Dallas Morning News (06/17/2004), Fleetwood Mac quenches thirst for classics, adds new tunes

Dallas Morning News, June 17, 2004

Fleetwood Mac quenches thirst for classics, adds new tunes
by Thor Christensen

One of the stranger moments in Wednesday night's Fleetwood Mac show at Smirnoff Music Centre came during "Sara." As the band sang the old tune, the video screens flickered 1970s concert footage of the group in its thinner, hairier and more photogenic days.

The unspoken message: We may be older, but we sound exactly the same as we did way back then. And that was good enough for the crowd of 12,000 or so – some of whom paid $120 a seat to hear the classic-rock heroes sounding, well, classic.

To Fleetwood Mac's credit, the 2 ½-hour show wasn't just a nostalgia trip. Still touring behind 2003's Say You Will, the band peppered its set with a half-dozen new songs – like Lindsey Buckingham's timely "Peacekeeper," and "Red Rover," an intriguing rock song built on a fragment of a nursery rhyme.

But the Big Mac focused on back catalog – playing two-thirds of Rumours and dusting off a few obscure gems such as the new-wavey "I Know I'm Not Wrong" from Tusk. Not all of the old tunes have aged so well: With Christine McVie no longer in the band, the group pulled out some of Stevie Nicks' lesser tunes, like "Beautiful Child" and "Stand Back," a synth-heavy dance tune that sounds hopelessly dated.

But at least Ms. Nicks was, for the most part, in decent voice. While she had trouble hitting the high notes in "Say You Will" – her two backup singers did the heavy lifting – she was pitch-perfect in "Dreams," "Gold Dust Woman" and, of course, "Landslide."

Mr. Buckingham's tortured tenor was in fine shape as well. Crowing like a deranged bird in "Big Love" and howling at the moon in "Tusk," he conveyed angst and paranoia better than a half-dozen grunge singers combined.

But, alas, his guitar work was hit and miss. He did some brilliant picking on acoustic guitar – especially on "Never Going Back Again" – but his big electric jam in "I'm So Afraid" was all clichιs and redundancies: Bright white lights got the crowd all riled up, but the solo was pure Hard Rock 101.

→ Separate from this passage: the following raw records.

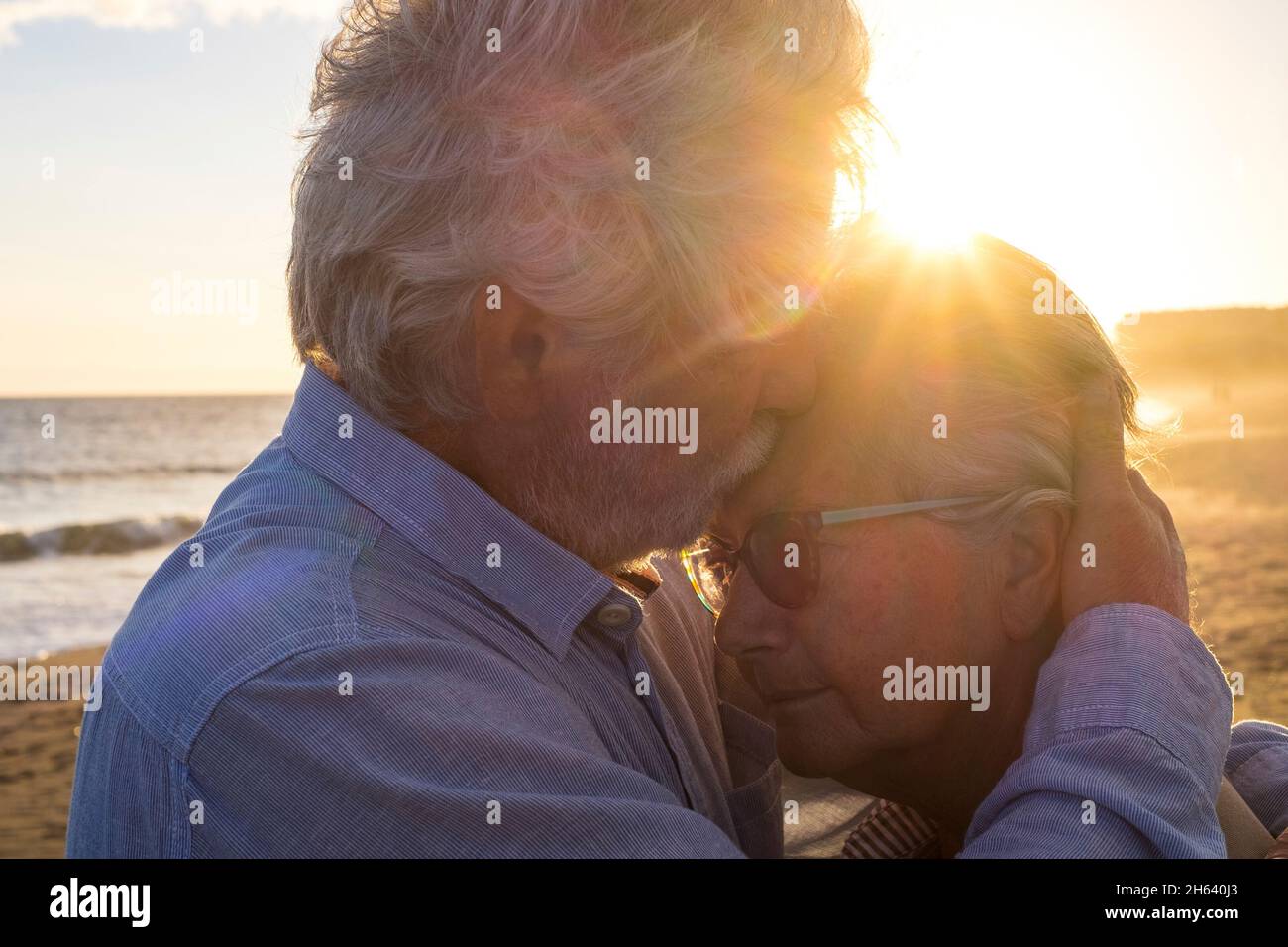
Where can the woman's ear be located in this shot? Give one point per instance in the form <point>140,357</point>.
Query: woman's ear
<point>1031,581</point>
<point>519,354</point>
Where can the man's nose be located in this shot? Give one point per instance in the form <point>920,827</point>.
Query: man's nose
<point>790,373</point>
<point>748,621</point>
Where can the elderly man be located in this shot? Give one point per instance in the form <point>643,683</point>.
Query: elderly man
<point>411,625</point>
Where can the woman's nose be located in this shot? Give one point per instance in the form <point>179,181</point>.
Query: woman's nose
<point>748,621</point>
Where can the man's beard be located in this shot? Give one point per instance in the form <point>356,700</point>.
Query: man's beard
<point>613,504</point>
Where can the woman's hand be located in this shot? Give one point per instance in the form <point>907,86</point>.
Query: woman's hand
<point>1136,552</point>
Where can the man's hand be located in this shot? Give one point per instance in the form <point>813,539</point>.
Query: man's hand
<point>1137,553</point>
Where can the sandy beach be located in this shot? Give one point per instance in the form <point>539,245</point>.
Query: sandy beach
<point>38,758</point>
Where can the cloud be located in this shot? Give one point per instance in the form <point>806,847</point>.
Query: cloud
<point>155,14</point>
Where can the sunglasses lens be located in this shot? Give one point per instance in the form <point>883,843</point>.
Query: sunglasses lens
<point>780,553</point>
<point>709,569</point>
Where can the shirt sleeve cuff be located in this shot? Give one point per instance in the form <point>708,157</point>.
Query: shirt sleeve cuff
<point>1134,667</point>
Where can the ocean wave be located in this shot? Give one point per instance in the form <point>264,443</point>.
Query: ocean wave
<point>120,472</point>
<point>97,539</point>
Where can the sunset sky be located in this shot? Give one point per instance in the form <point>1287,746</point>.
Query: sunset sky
<point>1138,146</point>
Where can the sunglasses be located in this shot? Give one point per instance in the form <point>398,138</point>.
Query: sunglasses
<point>781,552</point>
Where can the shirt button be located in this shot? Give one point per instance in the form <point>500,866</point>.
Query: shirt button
<point>613,616</point>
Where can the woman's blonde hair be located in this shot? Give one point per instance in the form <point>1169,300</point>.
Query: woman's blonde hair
<point>965,365</point>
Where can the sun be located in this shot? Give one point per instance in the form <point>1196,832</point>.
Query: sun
<point>911,209</point>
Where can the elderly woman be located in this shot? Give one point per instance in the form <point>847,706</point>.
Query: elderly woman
<point>890,582</point>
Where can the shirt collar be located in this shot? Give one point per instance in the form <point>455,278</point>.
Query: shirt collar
<point>447,517</point>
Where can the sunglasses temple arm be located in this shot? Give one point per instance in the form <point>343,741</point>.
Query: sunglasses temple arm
<point>896,509</point>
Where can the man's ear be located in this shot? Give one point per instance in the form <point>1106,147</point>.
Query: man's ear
<point>1031,581</point>
<point>519,354</point>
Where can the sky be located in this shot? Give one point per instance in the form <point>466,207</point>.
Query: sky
<point>1137,146</point>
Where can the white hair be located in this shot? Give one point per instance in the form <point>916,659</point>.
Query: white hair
<point>437,166</point>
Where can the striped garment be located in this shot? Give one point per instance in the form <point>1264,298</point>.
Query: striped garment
<point>1256,766</point>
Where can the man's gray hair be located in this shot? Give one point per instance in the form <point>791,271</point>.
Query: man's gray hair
<point>456,144</point>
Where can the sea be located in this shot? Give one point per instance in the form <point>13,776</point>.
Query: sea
<point>95,492</point>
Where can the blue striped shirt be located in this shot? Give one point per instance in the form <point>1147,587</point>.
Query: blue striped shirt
<point>362,654</point>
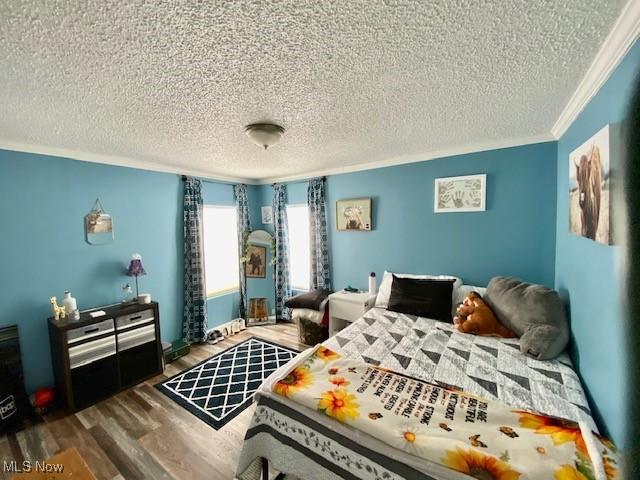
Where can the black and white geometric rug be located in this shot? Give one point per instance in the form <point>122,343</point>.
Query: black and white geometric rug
<point>219,388</point>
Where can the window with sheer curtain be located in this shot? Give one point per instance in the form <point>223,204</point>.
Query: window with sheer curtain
<point>221,260</point>
<point>299,257</point>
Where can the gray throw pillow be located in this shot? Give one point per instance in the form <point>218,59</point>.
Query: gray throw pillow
<point>534,312</point>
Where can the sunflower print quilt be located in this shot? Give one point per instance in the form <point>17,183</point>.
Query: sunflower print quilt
<point>481,438</point>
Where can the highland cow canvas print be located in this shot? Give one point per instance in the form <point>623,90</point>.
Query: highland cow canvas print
<point>590,188</point>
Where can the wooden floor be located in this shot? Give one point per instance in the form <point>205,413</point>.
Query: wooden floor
<point>142,434</point>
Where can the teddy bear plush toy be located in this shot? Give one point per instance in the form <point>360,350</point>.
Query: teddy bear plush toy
<point>474,316</point>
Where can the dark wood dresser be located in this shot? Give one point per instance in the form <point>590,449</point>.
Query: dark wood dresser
<point>94,358</point>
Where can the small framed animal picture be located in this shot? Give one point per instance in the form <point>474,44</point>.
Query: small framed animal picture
<point>590,188</point>
<point>460,194</point>
<point>353,215</point>
<point>256,264</point>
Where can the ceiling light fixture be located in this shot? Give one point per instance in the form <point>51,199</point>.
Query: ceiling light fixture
<point>264,134</point>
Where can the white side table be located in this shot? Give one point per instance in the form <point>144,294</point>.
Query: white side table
<point>345,308</point>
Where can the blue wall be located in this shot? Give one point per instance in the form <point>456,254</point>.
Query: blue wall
<point>43,252</point>
<point>515,236</point>
<point>587,273</point>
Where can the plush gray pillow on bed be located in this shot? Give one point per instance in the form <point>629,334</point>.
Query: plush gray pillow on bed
<point>534,312</point>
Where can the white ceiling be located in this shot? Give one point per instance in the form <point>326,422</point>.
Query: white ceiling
<point>170,85</point>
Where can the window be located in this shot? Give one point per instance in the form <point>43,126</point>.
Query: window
<point>299,257</point>
<point>221,260</point>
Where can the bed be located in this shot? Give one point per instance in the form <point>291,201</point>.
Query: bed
<point>304,443</point>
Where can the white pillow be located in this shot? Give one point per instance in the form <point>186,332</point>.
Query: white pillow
<point>384,292</point>
<point>463,291</point>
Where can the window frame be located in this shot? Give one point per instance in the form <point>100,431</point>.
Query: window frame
<point>294,287</point>
<point>228,290</point>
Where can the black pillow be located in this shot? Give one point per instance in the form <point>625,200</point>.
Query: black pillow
<point>422,297</point>
<point>311,300</point>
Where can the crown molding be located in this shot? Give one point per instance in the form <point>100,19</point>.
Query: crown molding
<point>406,159</point>
<point>616,45</point>
<point>120,162</point>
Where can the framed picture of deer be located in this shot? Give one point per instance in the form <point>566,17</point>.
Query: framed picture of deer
<point>460,194</point>
<point>353,215</point>
<point>590,188</point>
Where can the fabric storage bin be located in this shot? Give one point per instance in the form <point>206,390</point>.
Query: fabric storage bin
<point>310,333</point>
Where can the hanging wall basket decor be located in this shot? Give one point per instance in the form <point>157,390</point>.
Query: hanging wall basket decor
<point>98,225</point>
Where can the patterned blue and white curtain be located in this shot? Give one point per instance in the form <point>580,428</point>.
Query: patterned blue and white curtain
<point>194,326</point>
<point>244,227</point>
<point>319,250</point>
<point>283,290</point>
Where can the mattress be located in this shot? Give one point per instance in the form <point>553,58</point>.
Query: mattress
<point>490,367</point>
<point>305,443</point>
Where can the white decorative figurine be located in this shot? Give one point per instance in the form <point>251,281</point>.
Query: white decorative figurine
<point>58,311</point>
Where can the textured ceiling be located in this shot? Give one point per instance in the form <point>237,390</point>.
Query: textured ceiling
<point>173,83</point>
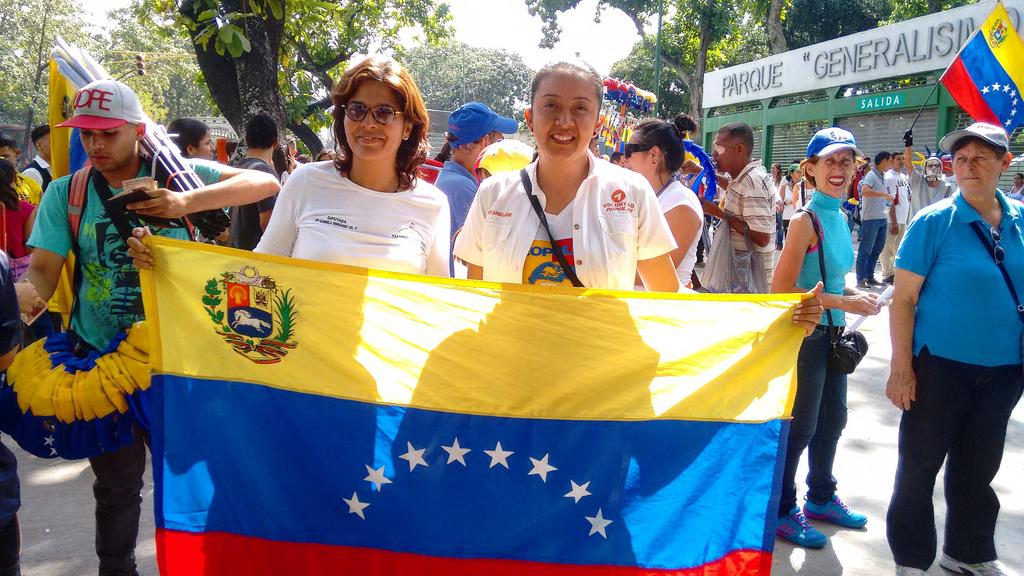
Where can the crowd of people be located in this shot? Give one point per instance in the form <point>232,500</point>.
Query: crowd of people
<point>495,209</point>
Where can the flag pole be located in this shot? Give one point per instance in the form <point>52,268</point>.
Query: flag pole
<point>925,104</point>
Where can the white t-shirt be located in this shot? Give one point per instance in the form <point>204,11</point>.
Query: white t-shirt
<point>615,222</point>
<point>321,215</point>
<point>542,265</point>
<point>899,187</point>
<point>678,195</point>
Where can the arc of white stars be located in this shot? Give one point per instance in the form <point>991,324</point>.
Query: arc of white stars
<point>376,477</point>
<point>414,457</point>
<point>499,456</point>
<point>456,452</point>
<point>598,524</point>
<point>578,491</point>
<point>356,507</point>
<point>542,467</point>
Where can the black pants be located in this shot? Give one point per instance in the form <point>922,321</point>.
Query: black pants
<point>10,547</point>
<point>961,415</point>
<point>119,503</point>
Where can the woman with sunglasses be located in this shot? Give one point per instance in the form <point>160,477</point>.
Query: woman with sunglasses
<point>604,221</point>
<point>367,208</point>
<point>819,238</point>
<point>956,369</point>
<point>655,151</point>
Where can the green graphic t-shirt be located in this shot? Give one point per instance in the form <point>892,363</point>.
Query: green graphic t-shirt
<point>110,297</point>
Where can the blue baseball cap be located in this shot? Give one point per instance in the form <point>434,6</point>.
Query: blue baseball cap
<point>829,140</point>
<point>472,121</point>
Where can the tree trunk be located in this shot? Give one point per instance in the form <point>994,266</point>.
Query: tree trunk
<point>27,141</point>
<point>699,65</point>
<point>776,39</point>
<point>247,85</point>
<point>308,137</point>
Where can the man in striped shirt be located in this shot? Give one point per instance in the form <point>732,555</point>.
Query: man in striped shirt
<point>750,194</point>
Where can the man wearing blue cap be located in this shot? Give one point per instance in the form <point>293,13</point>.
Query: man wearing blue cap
<point>471,128</point>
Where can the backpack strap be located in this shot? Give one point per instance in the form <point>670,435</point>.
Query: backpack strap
<point>76,201</point>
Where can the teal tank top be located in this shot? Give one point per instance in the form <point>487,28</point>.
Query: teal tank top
<point>838,251</point>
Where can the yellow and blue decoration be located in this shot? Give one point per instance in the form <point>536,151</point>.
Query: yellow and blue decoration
<point>56,404</point>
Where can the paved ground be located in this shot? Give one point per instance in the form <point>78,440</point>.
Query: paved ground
<point>57,524</point>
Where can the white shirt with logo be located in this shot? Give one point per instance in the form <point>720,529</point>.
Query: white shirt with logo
<point>615,218</point>
<point>321,215</point>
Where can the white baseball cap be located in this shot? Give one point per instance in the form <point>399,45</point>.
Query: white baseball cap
<point>104,105</point>
<point>990,133</point>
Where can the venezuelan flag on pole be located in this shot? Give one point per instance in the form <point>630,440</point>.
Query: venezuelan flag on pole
<point>987,75</point>
<point>320,419</point>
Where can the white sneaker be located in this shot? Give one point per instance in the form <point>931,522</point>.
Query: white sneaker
<point>992,568</point>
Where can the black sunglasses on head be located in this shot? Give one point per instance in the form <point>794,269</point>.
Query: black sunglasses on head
<point>383,114</point>
<point>632,149</point>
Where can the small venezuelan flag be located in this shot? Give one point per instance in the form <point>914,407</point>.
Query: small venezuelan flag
<point>987,75</point>
<point>310,418</point>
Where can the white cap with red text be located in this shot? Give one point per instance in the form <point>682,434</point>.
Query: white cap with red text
<point>104,105</point>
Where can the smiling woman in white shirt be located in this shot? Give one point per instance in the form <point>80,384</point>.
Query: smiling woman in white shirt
<point>603,219</point>
<point>366,208</point>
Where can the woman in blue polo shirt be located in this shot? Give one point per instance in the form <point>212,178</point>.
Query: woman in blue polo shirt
<point>819,408</point>
<point>956,366</point>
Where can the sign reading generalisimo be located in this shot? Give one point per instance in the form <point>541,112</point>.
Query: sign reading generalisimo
<point>918,45</point>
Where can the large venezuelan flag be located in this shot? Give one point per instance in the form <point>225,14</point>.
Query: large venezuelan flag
<point>987,75</point>
<point>321,419</point>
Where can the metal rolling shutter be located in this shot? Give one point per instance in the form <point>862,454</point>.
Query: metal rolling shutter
<point>1016,147</point>
<point>790,140</point>
<point>877,132</point>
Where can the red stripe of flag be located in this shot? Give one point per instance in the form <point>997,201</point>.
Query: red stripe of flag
<point>181,553</point>
<point>962,88</point>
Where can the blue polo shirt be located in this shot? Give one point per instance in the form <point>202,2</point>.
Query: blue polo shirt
<point>460,188</point>
<point>966,312</point>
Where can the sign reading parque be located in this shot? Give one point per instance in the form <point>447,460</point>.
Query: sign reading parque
<point>914,46</point>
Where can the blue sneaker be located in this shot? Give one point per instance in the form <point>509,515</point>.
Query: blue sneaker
<point>796,529</point>
<point>836,512</point>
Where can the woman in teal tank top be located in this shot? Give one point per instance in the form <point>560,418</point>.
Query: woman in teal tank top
<point>819,408</point>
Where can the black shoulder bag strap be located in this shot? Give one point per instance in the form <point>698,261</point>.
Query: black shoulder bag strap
<point>118,217</point>
<point>569,272</point>
<point>821,262</point>
<point>979,231</point>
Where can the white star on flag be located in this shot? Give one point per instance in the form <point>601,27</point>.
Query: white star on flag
<point>499,456</point>
<point>456,452</point>
<point>542,467</point>
<point>579,491</point>
<point>356,507</point>
<point>377,477</point>
<point>414,457</point>
<point>598,524</point>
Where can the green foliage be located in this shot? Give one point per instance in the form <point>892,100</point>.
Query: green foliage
<point>451,75</point>
<point>173,85</point>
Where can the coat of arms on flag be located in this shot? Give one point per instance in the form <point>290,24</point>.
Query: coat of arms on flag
<point>252,314</point>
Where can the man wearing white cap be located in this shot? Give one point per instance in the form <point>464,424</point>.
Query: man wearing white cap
<point>108,296</point>
<point>957,338</point>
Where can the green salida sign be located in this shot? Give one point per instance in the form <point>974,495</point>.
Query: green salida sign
<point>881,101</point>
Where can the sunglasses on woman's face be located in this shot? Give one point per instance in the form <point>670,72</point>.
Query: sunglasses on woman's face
<point>632,149</point>
<point>383,114</point>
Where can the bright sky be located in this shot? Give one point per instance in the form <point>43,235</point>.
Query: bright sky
<point>507,25</point>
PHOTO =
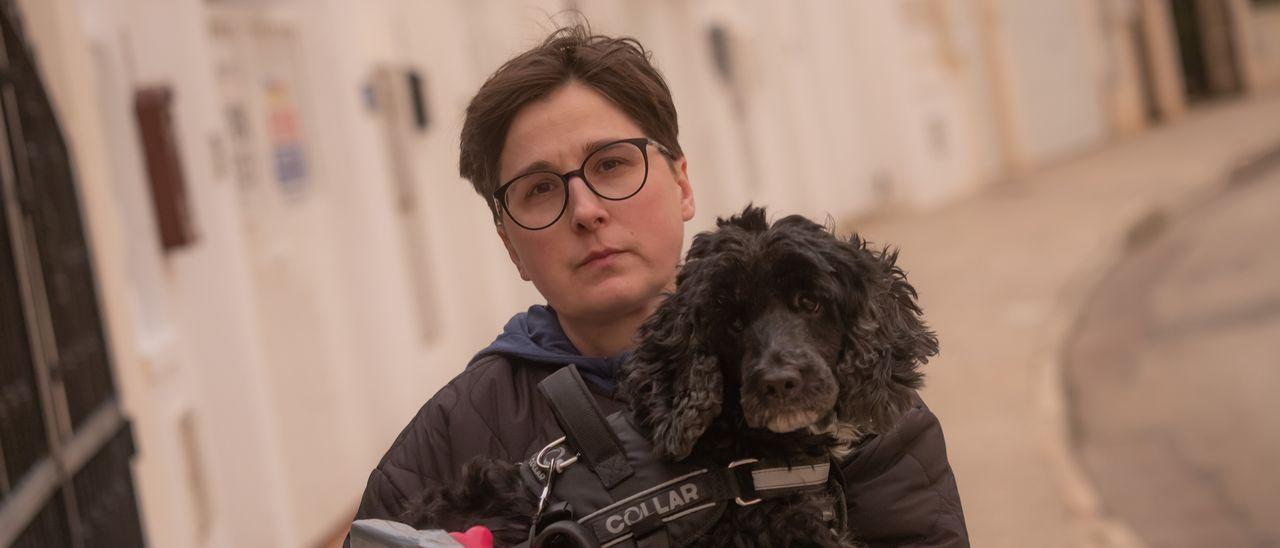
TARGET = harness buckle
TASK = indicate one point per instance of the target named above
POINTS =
(560, 465)
(740, 462)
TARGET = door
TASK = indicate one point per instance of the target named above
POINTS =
(64, 443)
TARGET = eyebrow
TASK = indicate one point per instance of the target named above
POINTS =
(543, 165)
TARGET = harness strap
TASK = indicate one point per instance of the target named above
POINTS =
(585, 427)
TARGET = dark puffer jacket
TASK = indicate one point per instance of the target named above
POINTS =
(899, 485)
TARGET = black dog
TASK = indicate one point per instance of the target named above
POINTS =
(781, 342)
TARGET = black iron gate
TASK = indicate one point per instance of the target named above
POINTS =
(64, 443)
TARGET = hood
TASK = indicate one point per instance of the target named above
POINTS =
(535, 336)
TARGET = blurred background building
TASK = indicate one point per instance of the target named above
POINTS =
(284, 263)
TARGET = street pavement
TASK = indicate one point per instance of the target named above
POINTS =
(1005, 275)
(1174, 373)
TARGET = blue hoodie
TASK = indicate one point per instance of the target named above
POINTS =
(536, 336)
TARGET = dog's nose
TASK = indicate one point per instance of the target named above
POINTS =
(781, 383)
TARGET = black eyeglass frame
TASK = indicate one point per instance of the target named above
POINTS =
(640, 142)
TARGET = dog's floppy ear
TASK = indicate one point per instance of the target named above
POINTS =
(887, 339)
(675, 388)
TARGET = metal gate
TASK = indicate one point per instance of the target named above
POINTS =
(64, 443)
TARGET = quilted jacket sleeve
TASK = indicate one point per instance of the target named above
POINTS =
(416, 460)
(901, 491)
(489, 409)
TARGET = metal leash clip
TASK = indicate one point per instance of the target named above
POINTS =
(549, 462)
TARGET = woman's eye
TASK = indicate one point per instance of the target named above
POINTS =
(540, 188)
(608, 165)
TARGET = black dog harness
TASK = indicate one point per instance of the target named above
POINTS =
(600, 484)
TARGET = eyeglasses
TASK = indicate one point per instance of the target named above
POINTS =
(615, 172)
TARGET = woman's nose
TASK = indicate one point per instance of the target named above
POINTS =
(586, 209)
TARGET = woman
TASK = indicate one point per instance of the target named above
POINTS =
(552, 142)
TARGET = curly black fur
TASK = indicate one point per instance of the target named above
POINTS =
(780, 342)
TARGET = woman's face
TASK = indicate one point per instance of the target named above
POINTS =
(602, 259)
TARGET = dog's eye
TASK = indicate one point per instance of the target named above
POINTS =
(807, 304)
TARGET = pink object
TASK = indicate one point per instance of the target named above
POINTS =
(476, 537)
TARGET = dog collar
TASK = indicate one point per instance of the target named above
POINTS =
(745, 482)
(768, 482)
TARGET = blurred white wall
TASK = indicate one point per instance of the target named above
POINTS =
(269, 365)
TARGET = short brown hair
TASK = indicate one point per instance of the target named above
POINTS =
(616, 68)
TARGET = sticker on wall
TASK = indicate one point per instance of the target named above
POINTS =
(284, 136)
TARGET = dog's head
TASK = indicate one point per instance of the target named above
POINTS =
(780, 328)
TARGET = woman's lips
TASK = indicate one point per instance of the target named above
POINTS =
(599, 256)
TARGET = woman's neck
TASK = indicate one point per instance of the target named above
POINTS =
(604, 338)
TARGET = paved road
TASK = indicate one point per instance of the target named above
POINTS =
(1174, 377)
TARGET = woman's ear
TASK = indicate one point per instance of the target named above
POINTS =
(886, 343)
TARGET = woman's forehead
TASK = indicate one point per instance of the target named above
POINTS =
(560, 128)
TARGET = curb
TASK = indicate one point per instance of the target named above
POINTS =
(1080, 493)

Some of the show's best moments came when he and his former lover, Ms. Nicks, merged their voices and showed off their playful side – the two slow-danced in "Tusk," and in "Landslide," Ms. Nicks played drums on his shoulders as he soloed. Their nasty breakup was the fuel behind Rumours, but 30 years later, the wounds are obviously healed.